In Table 3, four studies reported the names and frequencies of the bacterial isolates cultured from the patients’ urine specimen (14-17). Three of these studies reported Escherichia coli as the most frequent uropathogen (14-16), while Proteus and Enterococcus in mixed growth were the predominant uropathogens documented in the remaining study (17). The antibiotic-sensitivity patterns of the most prevalent bacterial isolate (Escherichia coli) were reported by two studies. The uropathogen was noted to be 100% sensitive to quinolones and ceftriaxone in the two studies (14, 15). However, there were some differences in the antibiotic-sensitivity pattern of Escherichia coli in these studies. The organism was 50% - 66.7% sensitive to gentamycin but was resistant to amoxiclav, cotrimoxazole, nitrofurantoin, tetracycline and nalidixic acid in one of the studies (15). In the other study, Escherichia coli was 85% sensitive to gentamycin, amoxiclav, and nitrofurantoin, 71% sensitive to cefotaxime, and 28.6% sensitive to ampicillin and cotrimoxazole (14).

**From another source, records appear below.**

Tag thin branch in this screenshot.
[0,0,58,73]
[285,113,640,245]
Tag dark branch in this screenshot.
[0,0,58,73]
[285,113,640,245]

3.4. Risk of Bias Within Studies
In one study (12), the convenience sampling technique possibly introduced sampling bias. In the two retrospective cross-sectional studies (5, 17), confirmation bias was a likely study limitation given that subjects already had lower urinary tract symptoms before referral. For the prospective cross-sectional studies (13, 14), convenience sampling was also adopted with the likelihood of sampling bias in one study (14) while the other study (13) possibly had a selection bias given the enrolment of children with other forms of disability. Finally, the two prospective case-control studies (15, 16) reported subject drop-outs (attrition bias) and used non-random sampling with the likelihood of sampling bias.
3.5. Synthesis of Results
Only the two case-control studies (15, 16) had high precision. None of the six studies (5, 12, 14-17) reported OR values to assess UTI risk in affected children. The log OR at 95% CI was, however, estimated for the case-control studies, giving a value of 10.9 (95% CI: 9.0, 12.9). In the forest plot displayed in Figure 2, one study had a UTI OR of 7.1 (95% CI: 5.2, 9.1) (16) and the other, an OR of 15.6 (95% CI:13.7, 17.6) (15). These two studies therefore suggest that children and adolescents with cerebral palsy have significantly high risk for UTI. The findings indicate that the probability of UTI developing in these patients is very high when compared to their counterparts without this neurologic disorder.
3.6. Risk of Bias Across Studies
The funnel plot assessing for publication bias across six studies shows a deviation from the normal pattern (Figure 3). The case-control studies (15, 16) appear within the funnel, closer to the vertical midline of the funnel, which represents the mean UTI prevalence rate estimated for the six studies. They also appear nearer to the funnel apex than the funnel base, signifying their higher precision. Three studies (12, 14, 17) appear completely outside the funnel, while one study (5) appears within the funnel but farther away from the vertical midline.
Children and adolescents with cerebral palsy may be susceptible to UTI. Some published studies have confirmed high prevalence rates of the infection in these patients. Few studies however reported low prevalence rates. This disparity in UTI prevalence rates may suggest the absence of a strong evidence to support routine screening and treatment for the infection in children and adolescents with this disorder. A systematic review that estimates the pooled UTI prevalence rate from these studies can establish if the UTI burden in these patients is significant enough to justify this management approach.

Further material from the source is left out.